Like other Raspberry Pi A (+) / B (+), there’s 512MB of LPDDR2 RAM, as on the B +. The Raspberry Pi Zero is powered by a Broadcom BCM2835 (the same SoC in the Raspberry Pi 1), with a 1GHz ARM11 CPU core. The ARM CPU, according to the Foundation, is 40 percent faster than the original Raspberry Pi 1 Models A, A+, B, and B+.
The connector includes a microSD slot, two micro USB sockets (one for power supply), a mini HDMI socket that can output at 1080p60. Perhaps most importantly, though, the Zero has 40 GPIO pins with the same pinout as the Model A+, B+, and 2B. There’s also some headers for RCA composite video out. It measures a petite 65 x 30 x 5mm(half the size of a credit card).
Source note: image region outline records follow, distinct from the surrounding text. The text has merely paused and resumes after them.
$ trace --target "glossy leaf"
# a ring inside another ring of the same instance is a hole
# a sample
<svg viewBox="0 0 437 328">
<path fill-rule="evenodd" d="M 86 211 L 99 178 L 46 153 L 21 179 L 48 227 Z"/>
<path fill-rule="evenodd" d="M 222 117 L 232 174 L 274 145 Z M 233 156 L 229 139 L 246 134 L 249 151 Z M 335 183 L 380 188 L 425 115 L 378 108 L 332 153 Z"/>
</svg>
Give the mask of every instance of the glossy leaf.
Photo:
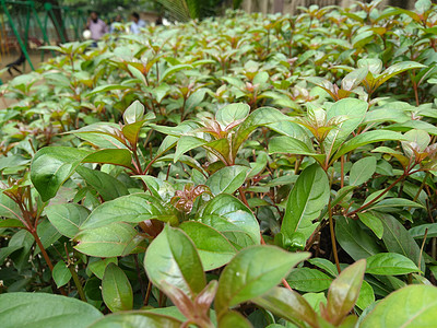
<svg viewBox="0 0 437 328">
<path fill-rule="evenodd" d="M 328 290 L 332 278 L 317 269 L 297 268 L 292 270 L 286 281 L 294 290 L 317 293 Z"/>
<path fill-rule="evenodd" d="M 260 243 L 258 221 L 241 201 L 226 194 L 210 200 L 198 220 L 222 233 L 235 248 Z"/>
<path fill-rule="evenodd" d="M 262 295 L 306 258 L 308 253 L 292 254 L 274 246 L 252 246 L 241 250 L 220 277 L 215 296 L 218 316 L 231 306 Z"/>
<path fill-rule="evenodd" d="M 123 270 L 117 265 L 109 263 L 102 280 L 102 295 L 106 306 L 111 312 L 132 309 L 132 286 Z"/>
<path fill-rule="evenodd" d="M 359 260 L 344 269 L 328 291 L 326 314 L 330 323 L 339 325 L 354 307 L 363 284 L 366 260 Z"/>
<path fill-rule="evenodd" d="M 215 229 L 187 221 L 179 226 L 194 243 L 205 271 L 226 265 L 237 253 L 231 242 Z"/>
<path fill-rule="evenodd" d="M 371 212 L 357 213 L 359 221 L 370 229 L 375 235 L 380 239 L 383 234 L 383 225 L 381 220 L 371 214 Z"/>
<path fill-rule="evenodd" d="M 86 184 L 97 190 L 105 201 L 129 194 L 128 188 L 121 181 L 105 172 L 84 166 L 78 166 L 76 172 L 84 178 Z"/>
<path fill-rule="evenodd" d="M 380 301 L 361 327 L 433 327 L 436 311 L 437 288 L 409 285 Z"/>
<path fill-rule="evenodd" d="M 335 218 L 335 236 L 340 246 L 354 260 L 367 258 L 381 251 L 375 241 L 352 219 Z"/>
<path fill-rule="evenodd" d="M 356 161 L 352 167 L 349 177 L 351 186 L 359 186 L 366 183 L 376 171 L 376 157 L 368 156 Z"/>
<path fill-rule="evenodd" d="M 251 328 L 252 325 L 240 313 L 229 311 L 218 320 L 218 328 L 235 327 L 235 328 Z"/>
<path fill-rule="evenodd" d="M 181 230 L 168 225 L 147 247 L 144 267 L 155 285 L 165 281 L 192 300 L 206 285 L 194 244 Z"/>
<path fill-rule="evenodd" d="M 288 196 L 281 232 L 291 239 L 294 233 L 309 238 L 316 229 L 312 220 L 328 203 L 329 189 L 327 174 L 319 165 L 305 168 Z"/>
<path fill-rule="evenodd" d="M 111 314 L 97 320 L 90 328 L 179 328 L 182 321 L 145 311 Z"/>
<path fill-rule="evenodd" d="M 225 166 L 212 174 L 205 185 L 213 195 L 234 194 L 245 183 L 248 172 L 247 166 Z"/>
<path fill-rule="evenodd" d="M 81 230 L 103 227 L 115 222 L 139 223 L 152 219 L 177 222 L 175 211 L 163 206 L 161 200 L 145 194 L 132 194 L 97 207 L 82 223 Z"/>
<path fill-rule="evenodd" d="M 390 253 L 398 253 L 410 258 L 418 266 L 421 249 L 405 227 L 392 215 L 379 214 L 383 224 L 382 242 Z M 425 260 L 421 260 L 421 270 L 425 270 Z"/>
<path fill-rule="evenodd" d="M 247 104 L 229 104 L 218 108 L 215 119 L 225 128 L 235 121 L 245 119 L 249 112 L 250 106 Z"/>
<path fill-rule="evenodd" d="M 79 226 L 86 220 L 90 211 L 76 203 L 52 204 L 46 208 L 46 215 L 50 223 L 62 235 L 73 238 Z"/>
<path fill-rule="evenodd" d="M 88 151 L 69 147 L 47 147 L 35 154 L 31 166 L 31 179 L 43 201 L 56 196 L 59 187 L 88 154 Z"/>
<path fill-rule="evenodd" d="M 123 113 L 123 120 L 126 125 L 131 125 L 142 120 L 144 116 L 144 105 L 139 101 L 134 101 Z"/>
<path fill-rule="evenodd" d="M 67 284 L 71 279 L 71 272 L 63 261 L 59 261 L 51 271 L 51 277 L 58 288 Z"/>
<path fill-rule="evenodd" d="M 367 258 L 366 273 L 399 276 L 417 271 L 411 259 L 397 253 L 379 253 Z"/>
<path fill-rule="evenodd" d="M 25 309 L 26 315 L 23 315 Z M 103 317 L 93 305 L 73 297 L 47 293 L 3 293 L 0 323 L 3 328 L 86 327 Z"/>
<path fill-rule="evenodd" d="M 122 222 L 81 231 L 74 239 L 76 250 L 95 257 L 126 256 L 142 242 L 132 225 Z"/>
<path fill-rule="evenodd" d="M 276 286 L 252 302 L 299 327 L 303 327 L 304 323 L 311 327 L 318 326 L 316 312 L 299 293 L 294 291 Z"/>
</svg>

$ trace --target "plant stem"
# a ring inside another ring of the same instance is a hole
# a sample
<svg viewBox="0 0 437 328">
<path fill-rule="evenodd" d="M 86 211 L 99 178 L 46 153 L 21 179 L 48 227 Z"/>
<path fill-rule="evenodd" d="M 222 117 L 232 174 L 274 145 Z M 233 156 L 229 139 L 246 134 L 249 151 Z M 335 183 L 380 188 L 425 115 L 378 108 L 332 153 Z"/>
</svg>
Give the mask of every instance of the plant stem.
<svg viewBox="0 0 437 328">
<path fill-rule="evenodd" d="M 341 175 L 340 175 L 340 188 L 344 187 L 344 155 L 340 157 L 340 167 L 341 167 Z"/>
<path fill-rule="evenodd" d="M 397 178 L 394 180 L 394 183 L 392 183 L 390 186 L 388 186 L 386 188 L 386 190 L 383 190 L 381 194 L 378 195 L 378 197 L 375 197 L 373 200 L 370 200 L 369 202 L 366 202 L 365 204 L 363 204 L 362 207 L 357 208 L 355 211 L 352 211 L 350 213 L 346 213 L 346 216 L 352 216 L 354 214 L 356 214 L 357 212 L 368 208 L 369 206 L 371 206 L 373 203 L 375 203 L 378 199 L 380 199 L 383 195 L 386 195 L 387 192 L 390 191 L 391 188 L 393 188 L 395 185 L 398 185 L 404 177 L 406 177 L 409 174 L 404 173 L 402 174 L 399 178 Z"/>
<path fill-rule="evenodd" d="M 87 302 L 87 301 L 86 301 L 86 296 L 85 296 L 85 292 L 83 291 L 83 288 L 82 288 L 82 283 L 81 283 L 81 281 L 79 280 L 78 272 L 74 270 L 74 268 L 73 268 L 71 265 L 69 265 L 69 266 L 67 266 L 67 267 L 69 268 L 69 270 L 70 270 L 70 272 L 71 272 L 71 277 L 73 277 L 74 285 L 75 285 L 75 288 L 78 289 L 78 294 L 79 294 L 79 296 L 81 297 L 81 300 L 82 300 L 83 302 Z"/>
<path fill-rule="evenodd" d="M 332 254 L 334 255 L 336 270 L 339 271 L 339 273 L 341 273 L 339 254 L 338 254 L 338 250 L 336 250 L 334 222 L 333 222 L 333 219 L 332 219 L 331 198 L 329 199 L 329 202 L 328 202 L 328 214 L 329 214 L 329 231 L 331 233 Z"/>
<path fill-rule="evenodd" d="M 241 187 L 238 188 L 238 192 L 239 192 L 239 196 L 241 197 L 241 201 L 245 203 L 245 206 L 247 206 L 250 209 L 249 203 L 247 202 L 247 199 L 246 199 L 245 191 L 243 190 Z"/>
<path fill-rule="evenodd" d="M 149 280 L 147 291 L 145 292 L 144 306 L 147 306 L 151 293 L 152 293 L 152 281 Z"/>
<path fill-rule="evenodd" d="M 29 233 L 34 236 L 34 239 L 35 239 L 36 244 L 38 245 L 38 247 L 39 247 L 39 249 L 40 249 L 40 251 L 43 254 L 43 257 L 46 260 L 47 266 L 50 268 L 50 271 L 54 271 L 54 265 L 52 265 L 52 262 L 50 260 L 50 257 L 48 256 L 48 254 L 46 251 L 46 248 L 44 248 L 43 243 L 39 239 L 38 234 L 36 233 L 36 230 L 33 229 L 33 230 L 29 231 Z"/>
</svg>

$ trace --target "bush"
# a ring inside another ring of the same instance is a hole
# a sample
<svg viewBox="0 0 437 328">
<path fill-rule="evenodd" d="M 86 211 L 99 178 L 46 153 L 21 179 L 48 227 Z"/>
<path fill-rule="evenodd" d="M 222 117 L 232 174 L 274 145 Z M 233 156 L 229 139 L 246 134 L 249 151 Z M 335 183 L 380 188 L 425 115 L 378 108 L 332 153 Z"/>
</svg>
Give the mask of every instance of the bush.
<svg viewBox="0 0 437 328">
<path fill-rule="evenodd" d="M 1 326 L 433 326 L 437 11 L 359 5 L 50 47 L 3 85 Z"/>
</svg>

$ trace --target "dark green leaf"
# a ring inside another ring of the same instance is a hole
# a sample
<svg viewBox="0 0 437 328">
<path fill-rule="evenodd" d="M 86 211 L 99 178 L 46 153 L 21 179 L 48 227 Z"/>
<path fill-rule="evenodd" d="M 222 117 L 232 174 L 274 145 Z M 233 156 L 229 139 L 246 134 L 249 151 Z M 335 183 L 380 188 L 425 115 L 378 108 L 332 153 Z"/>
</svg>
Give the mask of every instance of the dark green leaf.
<svg viewBox="0 0 437 328">
<path fill-rule="evenodd" d="M 218 316 L 228 307 L 262 295 L 275 286 L 294 266 L 308 258 L 308 255 L 287 253 L 274 246 L 252 246 L 243 249 L 220 277 L 215 296 Z"/>
<path fill-rule="evenodd" d="M 88 210 L 76 203 L 52 204 L 45 209 L 46 215 L 50 223 L 62 235 L 73 238 L 79 226 L 88 216 Z"/>
<path fill-rule="evenodd" d="M 225 166 L 211 175 L 205 185 L 213 195 L 234 194 L 245 183 L 248 172 L 247 166 Z"/>
<path fill-rule="evenodd" d="M 398 276 L 417 271 L 411 259 L 397 253 L 379 253 L 367 258 L 366 273 Z"/>
<path fill-rule="evenodd" d="M 132 309 L 132 286 L 123 270 L 117 265 L 109 263 L 102 280 L 102 296 L 111 312 Z"/>
<path fill-rule="evenodd" d="M 335 216 L 335 236 L 340 246 L 354 260 L 367 258 L 381 251 L 375 241 L 352 219 Z"/>
<path fill-rule="evenodd" d="M 192 300 L 206 285 L 194 244 L 181 230 L 168 225 L 149 246 L 144 267 L 153 284 L 160 288 L 165 281 Z"/>
<path fill-rule="evenodd" d="M 329 189 L 327 174 L 318 164 L 305 168 L 290 194 L 281 232 L 290 239 L 294 233 L 308 239 L 317 226 L 312 221 L 328 203 Z"/>
<path fill-rule="evenodd" d="M 299 293 L 294 291 L 276 286 L 252 302 L 299 327 L 304 327 L 304 323 L 311 327 L 318 326 L 316 312 Z"/>
<path fill-rule="evenodd" d="M 237 253 L 222 233 L 201 222 L 184 222 L 180 229 L 194 243 L 205 271 L 226 265 Z"/>
<path fill-rule="evenodd" d="M 51 271 L 51 277 L 58 288 L 68 283 L 71 279 L 71 272 L 67 265 L 61 260 L 56 263 L 54 271 Z"/>
<path fill-rule="evenodd" d="M 102 317 L 93 305 L 73 297 L 46 293 L 0 294 L 2 328 L 78 328 L 87 327 Z"/>
<path fill-rule="evenodd" d="M 237 249 L 260 243 L 257 219 L 237 198 L 221 194 L 210 200 L 198 220 L 222 233 Z"/>
<path fill-rule="evenodd" d="M 434 327 L 436 312 L 437 288 L 409 285 L 380 301 L 361 327 Z"/>
</svg>

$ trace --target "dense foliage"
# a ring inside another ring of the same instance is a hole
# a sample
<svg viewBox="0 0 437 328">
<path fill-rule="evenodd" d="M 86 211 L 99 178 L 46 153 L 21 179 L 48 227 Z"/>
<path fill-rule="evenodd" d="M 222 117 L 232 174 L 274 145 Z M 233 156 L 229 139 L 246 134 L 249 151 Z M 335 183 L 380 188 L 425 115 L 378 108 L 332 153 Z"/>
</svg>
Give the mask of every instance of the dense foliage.
<svg viewBox="0 0 437 328">
<path fill-rule="evenodd" d="M 435 325 L 437 10 L 361 7 L 66 44 L 3 85 L 1 326 Z"/>
</svg>

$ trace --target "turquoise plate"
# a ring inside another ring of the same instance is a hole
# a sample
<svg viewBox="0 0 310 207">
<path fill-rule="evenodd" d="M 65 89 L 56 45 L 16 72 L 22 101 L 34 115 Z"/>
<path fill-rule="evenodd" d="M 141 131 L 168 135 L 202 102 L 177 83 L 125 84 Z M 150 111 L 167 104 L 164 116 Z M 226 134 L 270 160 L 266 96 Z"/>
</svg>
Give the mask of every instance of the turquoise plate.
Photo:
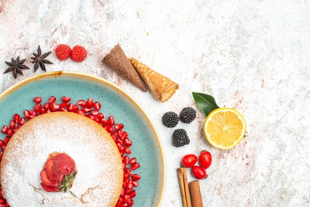
<svg viewBox="0 0 310 207">
<path fill-rule="evenodd" d="M 112 115 L 116 123 L 133 142 L 130 157 L 136 157 L 141 167 L 134 172 L 141 175 L 134 206 L 160 206 L 165 186 L 166 165 L 163 149 L 154 124 L 140 104 L 116 85 L 98 77 L 73 72 L 46 73 L 28 78 L 0 95 L 0 124 L 9 124 L 15 113 L 23 115 L 32 109 L 33 99 L 40 96 L 46 102 L 51 96 L 58 100 L 70 97 L 73 103 L 93 98 L 102 104 L 105 117 Z M 1 134 L 1 139 L 4 136 Z"/>
</svg>

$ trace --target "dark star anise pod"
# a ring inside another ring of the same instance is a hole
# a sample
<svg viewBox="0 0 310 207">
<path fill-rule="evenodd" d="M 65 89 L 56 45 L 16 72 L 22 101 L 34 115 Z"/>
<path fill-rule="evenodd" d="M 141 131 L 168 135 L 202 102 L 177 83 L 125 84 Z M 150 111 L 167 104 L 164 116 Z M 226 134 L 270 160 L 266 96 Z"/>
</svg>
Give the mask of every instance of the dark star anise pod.
<svg viewBox="0 0 310 207">
<path fill-rule="evenodd" d="M 48 60 L 47 59 L 45 59 L 45 58 L 51 54 L 52 52 L 49 52 L 47 53 L 45 53 L 42 54 L 42 52 L 41 51 L 41 49 L 40 48 L 40 45 L 38 47 L 38 54 L 36 53 L 33 53 L 34 57 L 30 57 L 31 59 L 33 60 L 31 61 L 33 63 L 35 64 L 35 73 L 39 68 L 39 66 L 40 66 L 42 70 L 44 70 L 46 72 L 46 68 L 45 68 L 45 65 L 44 64 L 52 64 L 53 63 L 50 61 L 50 60 Z"/>
<path fill-rule="evenodd" d="M 24 65 L 24 62 L 26 61 L 26 59 L 20 60 L 19 56 L 18 56 L 16 60 L 14 60 L 14 58 L 12 57 L 11 60 L 11 62 L 5 61 L 5 63 L 6 63 L 7 65 L 9 65 L 9 67 L 6 69 L 6 70 L 5 70 L 4 73 L 13 71 L 14 78 L 16 79 L 17 77 L 17 75 L 18 74 L 20 74 L 21 75 L 24 75 L 23 71 L 22 71 L 21 70 L 29 69 L 29 67 Z"/>
</svg>

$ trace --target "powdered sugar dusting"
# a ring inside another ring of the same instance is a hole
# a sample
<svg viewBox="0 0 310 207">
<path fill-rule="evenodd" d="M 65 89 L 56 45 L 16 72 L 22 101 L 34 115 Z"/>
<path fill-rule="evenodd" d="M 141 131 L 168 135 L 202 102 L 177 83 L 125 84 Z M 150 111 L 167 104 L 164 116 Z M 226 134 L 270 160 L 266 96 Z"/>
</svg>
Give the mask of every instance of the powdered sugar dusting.
<svg viewBox="0 0 310 207">
<path fill-rule="evenodd" d="M 93 122 L 73 113 L 53 112 L 29 121 L 14 134 L 1 166 L 3 195 L 10 206 L 115 205 L 121 159 L 112 138 Z M 48 193 L 40 184 L 40 171 L 53 152 L 66 153 L 76 163 L 78 173 L 68 193 Z"/>
</svg>

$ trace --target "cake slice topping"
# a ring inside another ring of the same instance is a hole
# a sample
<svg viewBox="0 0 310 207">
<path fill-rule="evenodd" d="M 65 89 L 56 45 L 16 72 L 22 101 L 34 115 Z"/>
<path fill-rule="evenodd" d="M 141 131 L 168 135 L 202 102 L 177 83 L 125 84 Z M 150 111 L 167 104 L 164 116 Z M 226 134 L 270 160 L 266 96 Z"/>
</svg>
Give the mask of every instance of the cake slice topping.
<svg viewBox="0 0 310 207">
<path fill-rule="evenodd" d="M 66 192 L 77 172 L 75 162 L 65 153 L 57 153 L 48 159 L 41 171 L 41 186 L 48 192 Z"/>
</svg>

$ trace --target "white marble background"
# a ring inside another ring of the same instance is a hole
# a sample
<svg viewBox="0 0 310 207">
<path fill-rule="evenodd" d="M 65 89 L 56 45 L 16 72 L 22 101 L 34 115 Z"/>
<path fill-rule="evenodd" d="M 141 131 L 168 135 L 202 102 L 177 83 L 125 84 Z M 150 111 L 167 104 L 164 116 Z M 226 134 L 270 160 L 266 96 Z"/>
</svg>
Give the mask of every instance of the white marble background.
<svg viewBox="0 0 310 207">
<path fill-rule="evenodd" d="M 59 62 L 53 53 L 48 70 L 105 78 L 149 111 L 168 157 L 162 206 L 181 206 L 175 169 L 183 155 L 202 150 L 213 157 L 208 178 L 200 182 L 205 206 L 310 206 L 308 1 L 1 0 L 0 5 L 0 69 L 17 55 L 31 67 L 16 80 L 0 72 L 0 91 L 34 75 L 29 57 L 38 44 L 44 52 L 59 44 L 84 46 L 89 55 L 82 63 Z M 128 56 L 180 84 L 172 99 L 160 103 L 101 63 L 118 42 Z M 198 109 L 192 91 L 239 110 L 247 137 L 229 151 L 212 147 L 199 111 L 192 124 L 177 126 L 187 131 L 191 144 L 173 146 L 173 129 L 163 126 L 161 117 L 188 106 Z"/>
</svg>

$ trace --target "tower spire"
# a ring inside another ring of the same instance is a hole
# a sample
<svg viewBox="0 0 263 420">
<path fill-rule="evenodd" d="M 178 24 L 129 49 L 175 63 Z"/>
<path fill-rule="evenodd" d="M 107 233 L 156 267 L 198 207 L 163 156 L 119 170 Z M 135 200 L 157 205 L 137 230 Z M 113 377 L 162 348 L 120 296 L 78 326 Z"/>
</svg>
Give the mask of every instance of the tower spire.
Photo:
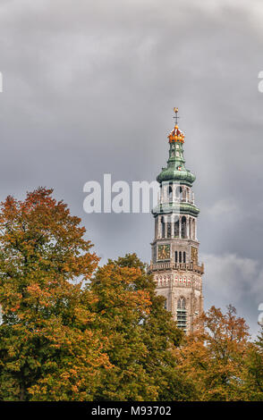
<svg viewBox="0 0 263 420">
<path fill-rule="evenodd" d="M 173 117 L 173 118 L 174 118 L 174 121 L 175 121 L 175 125 L 177 125 L 177 124 L 178 124 L 178 118 L 180 118 L 180 117 L 178 116 L 178 108 L 174 108 L 174 112 L 175 115 L 174 115 L 174 117 Z"/>
</svg>

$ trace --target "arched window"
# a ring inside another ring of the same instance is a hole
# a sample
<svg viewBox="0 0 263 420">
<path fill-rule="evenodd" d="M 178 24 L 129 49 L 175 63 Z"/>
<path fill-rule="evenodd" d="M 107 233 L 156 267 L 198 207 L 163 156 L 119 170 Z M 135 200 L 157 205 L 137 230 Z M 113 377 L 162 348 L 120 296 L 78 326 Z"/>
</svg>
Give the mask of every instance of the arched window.
<svg viewBox="0 0 263 420">
<path fill-rule="evenodd" d="M 177 302 L 177 309 L 185 309 L 186 307 L 186 301 L 185 298 L 179 298 L 178 302 Z"/>
<path fill-rule="evenodd" d="M 186 238 L 186 217 L 182 217 L 182 238 Z"/>
<path fill-rule="evenodd" d="M 175 195 L 179 201 L 182 201 L 182 188 L 181 186 L 176 187 Z"/>
<path fill-rule="evenodd" d="M 174 238 L 179 238 L 179 219 L 174 222 Z"/>
<path fill-rule="evenodd" d="M 177 327 L 186 332 L 187 312 L 185 298 L 181 297 L 177 301 Z"/>
<path fill-rule="evenodd" d="M 165 238 L 165 218 L 161 218 L 161 225 L 162 225 L 162 238 Z"/>
<path fill-rule="evenodd" d="M 172 223 L 171 223 L 171 217 L 167 217 L 167 238 L 171 238 L 172 233 Z"/>
<path fill-rule="evenodd" d="M 195 239 L 195 220 L 192 219 L 192 224 L 191 224 L 191 238 Z"/>
<path fill-rule="evenodd" d="M 168 196 L 169 196 L 169 201 L 173 201 L 173 187 L 170 184 L 168 188 Z"/>
</svg>

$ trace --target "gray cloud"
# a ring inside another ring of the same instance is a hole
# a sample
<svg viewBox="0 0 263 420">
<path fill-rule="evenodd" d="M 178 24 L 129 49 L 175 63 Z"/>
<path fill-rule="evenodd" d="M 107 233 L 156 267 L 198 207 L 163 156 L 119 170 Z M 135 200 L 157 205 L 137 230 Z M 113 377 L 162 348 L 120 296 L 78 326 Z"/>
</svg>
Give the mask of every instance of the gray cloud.
<svg viewBox="0 0 263 420">
<path fill-rule="evenodd" d="M 0 12 L 2 198 L 52 186 L 82 217 L 103 261 L 131 251 L 148 261 L 151 215 L 88 215 L 82 188 L 106 172 L 114 181 L 155 179 L 179 106 L 187 167 L 197 175 L 200 248 L 214 256 L 206 307 L 240 296 L 255 331 L 253 275 L 263 301 L 262 2 L 13 0 Z"/>
</svg>

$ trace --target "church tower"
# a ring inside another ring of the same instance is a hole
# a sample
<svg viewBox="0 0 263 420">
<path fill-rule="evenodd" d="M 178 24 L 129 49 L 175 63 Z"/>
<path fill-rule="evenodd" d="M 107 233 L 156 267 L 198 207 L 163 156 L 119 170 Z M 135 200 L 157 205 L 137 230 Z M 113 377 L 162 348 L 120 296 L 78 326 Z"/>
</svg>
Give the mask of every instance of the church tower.
<svg viewBox="0 0 263 420">
<path fill-rule="evenodd" d="M 199 264 L 197 217 L 191 187 L 195 176 L 185 168 L 184 134 L 178 128 L 178 109 L 174 108 L 175 127 L 169 134 L 169 158 L 157 181 L 160 184 L 157 206 L 152 210 L 155 237 L 149 273 L 157 290 L 165 298 L 179 328 L 193 330 L 194 318 L 203 311 L 203 264 Z"/>
</svg>

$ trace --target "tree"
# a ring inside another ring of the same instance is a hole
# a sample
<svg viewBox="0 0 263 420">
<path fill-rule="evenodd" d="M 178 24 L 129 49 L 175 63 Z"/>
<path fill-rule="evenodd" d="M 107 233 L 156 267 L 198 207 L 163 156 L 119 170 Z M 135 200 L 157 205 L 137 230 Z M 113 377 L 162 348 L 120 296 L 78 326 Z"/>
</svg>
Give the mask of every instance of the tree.
<svg viewBox="0 0 263 420">
<path fill-rule="evenodd" d="M 0 399 L 92 399 L 107 341 L 90 329 L 98 265 L 81 219 L 39 188 L 0 214 Z"/>
<path fill-rule="evenodd" d="M 250 349 L 248 326 L 229 306 L 224 315 L 212 307 L 177 350 L 178 373 L 196 385 L 200 400 L 242 400 L 244 360 Z"/>
<path fill-rule="evenodd" d="M 97 297 L 93 310 L 99 315 L 109 340 L 112 369 L 105 370 L 97 400 L 187 399 L 192 386 L 176 374 L 173 349 L 182 332 L 156 294 L 156 285 L 135 254 L 99 268 L 90 284 Z"/>
<path fill-rule="evenodd" d="M 248 400 L 263 401 L 263 325 L 245 358 L 244 388 Z"/>
</svg>

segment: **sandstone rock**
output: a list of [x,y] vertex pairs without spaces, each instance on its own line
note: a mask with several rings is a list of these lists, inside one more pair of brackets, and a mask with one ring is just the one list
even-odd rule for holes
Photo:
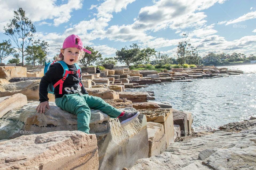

The Raspberry Pi Zero will be bundled as a cover gift on the Raspberry Pi’s MagPi magazine, the December issue includes a Pi Zero as a free cover gift. Making it not only the cheapest computer ever assembled, but also the first one to be given away for free in this fashion.
The full specs of the Raspberry Pi Zero
- Broadcom BCM2835 application processor
- 1GHz ARM11 core (40 percent faster than Raspberry Pi 1)
- 512MB of LPDDR2 SDRAM
- Micro-SD card slot
- MiniHDMI socket for 1080p60 video output
- Micro-USB sockets for data and power
- An unpopulated 40-pin GPIO header
- Identical pinout to Model A+/B+/2B
- An unpopulated composite video header
- “Smallest ever” form factor (65mm x 30mm x 5mm)
The Raspberry Pi Zero runs on a free version of the Linux operating system, Raspbian, which when installed opens a Windows-style graphic interface with a basic desktop and menu, with access to programs and settings. It should also be fully compatible with most existing Raspberry Pi software and projects.
The Raspberry Pi Zero is available at electronics-learning website Adafruit. Micro Center is also stocking it, and it is being offered on Raspberry Pi’s own website.
“We really hope this is going to get those last few people in the door and involved in computer programming,” says Pi co-founder Eben Upton in a video (embedded below) announcing the Pi Zero.